Est-ce inquiétant ? Evidemment oui. Faut-il se mobiliser contre ces atteintes à la liberté démocratique ? Encore oui, et avec détermination. En condamnant aussi le propos de caste, indécent, de Rafaël Enthoven : « Il y a les dictatures où le pouvoir enferme, torture et tue les journalistes. Et il y a les démocraties comme la France où c’est « le peuple » auto-proclamé qui s’en charge. » Reste qu’il faut comprendre comment on est arrivé là.

D’abord, tout le monde est coupable, personne ne peut s’exonérer. Nous le savons bien, c’est une vieille antienne reprise par tous les Français, les politiques n’étant pas les derniers : quoi qu’il se passe, c’est toujours la faute aux journalistes. Le en même temps règne en maître ; nous serions à la fois laquais du pouvoir et valets des contestataires, à la solde du capital et trop

indépendants. Pas un groupe qui soit satisfait de la façon dont les médias le traite, on le sait ici mieux encore qu’ailleurs. Le discrédit ne date pas d’hier. Depuis 1987, plus de la moitié des Français ne croient pas que nous, journalistes, rapportons les événements comme il convient. Après différents épisodes annonciateurs, il ne faut donc pas s’étonner de ce qu’il advient. Les gilets ne sont que l’irruption bubonesque du dénigrement partagé.
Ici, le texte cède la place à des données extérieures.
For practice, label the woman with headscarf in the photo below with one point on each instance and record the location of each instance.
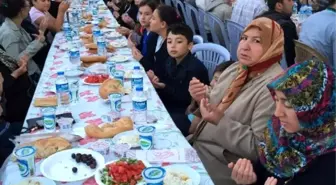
(299, 146)
(239, 105)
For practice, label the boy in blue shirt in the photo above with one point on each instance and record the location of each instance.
(180, 67)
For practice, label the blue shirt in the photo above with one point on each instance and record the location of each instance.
(319, 32)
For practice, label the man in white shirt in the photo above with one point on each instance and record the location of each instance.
(244, 11)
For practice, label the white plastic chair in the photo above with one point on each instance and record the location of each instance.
(211, 55)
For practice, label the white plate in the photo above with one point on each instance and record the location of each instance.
(41, 180)
(58, 167)
(97, 175)
(94, 84)
(119, 44)
(123, 134)
(65, 47)
(182, 169)
(73, 73)
(119, 58)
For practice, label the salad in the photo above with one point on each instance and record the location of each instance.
(122, 172)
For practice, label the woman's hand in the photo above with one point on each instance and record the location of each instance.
(123, 31)
(127, 19)
(22, 67)
(44, 23)
(130, 43)
(40, 37)
(197, 90)
(242, 172)
(116, 14)
(210, 112)
(63, 7)
(271, 181)
(136, 54)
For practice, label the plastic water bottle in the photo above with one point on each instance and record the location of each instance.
(67, 31)
(139, 102)
(137, 78)
(295, 9)
(74, 56)
(101, 45)
(96, 33)
(62, 89)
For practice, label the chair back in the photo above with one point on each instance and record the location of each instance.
(197, 39)
(181, 10)
(218, 30)
(201, 17)
(191, 16)
(211, 55)
(234, 32)
(168, 2)
(304, 52)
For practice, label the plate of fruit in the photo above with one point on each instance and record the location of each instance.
(122, 171)
(95, 79)
(72, 165)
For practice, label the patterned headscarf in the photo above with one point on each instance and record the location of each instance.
(310, 88)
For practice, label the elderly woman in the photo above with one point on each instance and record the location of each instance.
(239, 105)
(15, 40)
(300, 140)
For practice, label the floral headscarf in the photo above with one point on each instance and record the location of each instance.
(310, 88)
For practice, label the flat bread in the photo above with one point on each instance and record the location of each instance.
(110, 86)
(48, 146)
(109, 130)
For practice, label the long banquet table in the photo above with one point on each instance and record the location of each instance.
(92, 110)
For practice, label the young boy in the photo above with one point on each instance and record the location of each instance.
(180, 68)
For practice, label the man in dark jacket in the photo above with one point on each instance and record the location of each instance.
(281, 11)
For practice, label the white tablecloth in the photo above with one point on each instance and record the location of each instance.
(92, 110)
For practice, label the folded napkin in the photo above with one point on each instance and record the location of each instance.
(45, 102)
(185, 155)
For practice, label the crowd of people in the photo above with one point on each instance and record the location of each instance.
(252, 123)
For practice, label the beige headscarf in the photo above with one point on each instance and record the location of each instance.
(272, 40)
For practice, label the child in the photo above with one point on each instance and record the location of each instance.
(218, 71)
(180, 67)
(156, 53)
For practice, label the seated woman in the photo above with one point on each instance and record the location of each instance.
(218, 71)
(17, 87)
(299, 142)
(146, 9)
(157, 53)
(15, 40)
(239, 106)
(40, 9)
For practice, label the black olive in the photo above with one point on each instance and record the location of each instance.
(93, 166)
(74, 169)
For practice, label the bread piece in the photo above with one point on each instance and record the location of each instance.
(48, 146)
(110, 86)
(109, 130)
(93, 59)
(45, 102)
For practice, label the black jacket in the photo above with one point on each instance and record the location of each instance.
(175, 96)
(290, 33)
(321, 171)
(18, 94)
(155, 60)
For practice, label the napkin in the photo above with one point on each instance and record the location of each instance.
(45, 102)
(185, 155)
Ensuite, il convient de se regarder en face. La grande question, singulièrement perturbante, est la suivante : pourquoi les journalistes, censés témoigner et relayer le monde tel qu’il est, n’ont-ils absolument pas vus venir cette révolte ? Tout simplement parce qu’au terrain nous préférons nos ordinateurs, nos péroraisons, nos opinions et les experts de bureau appelés à la rescousse de notre déconnexion du réel. Ou plutôt du réel qui n’est pas le nôtre, tant avec la disparition des idéologies nous avons collectivement basculé, en un demi siècle, du contre pouvoir au pouvoir. Les journalistes font eux-mêmes partie des 27% de la population, ces catégories les plus privilégiées appelées CSP+, qui sont comme par hasard surreprésentées dans les medias, 74%... Et puis, comme le dit à peu près seul Franz-Olivier Giesbert avec son intelligente liberté de ton : « Nous, les journalistes, il faut qu’on arrête de se poser en victimes, on a des comptes à rendre. » En effet. Aucune autre profession ne s’estime comme celle-ci au dessus des règles et des lois. La situation présente est aussi le résultat d’une invraisemblable impunité qui serait consubstantielle à la carte de presse. Le moment est venu de nous rappeler nous-mêmes aux exigences du métier.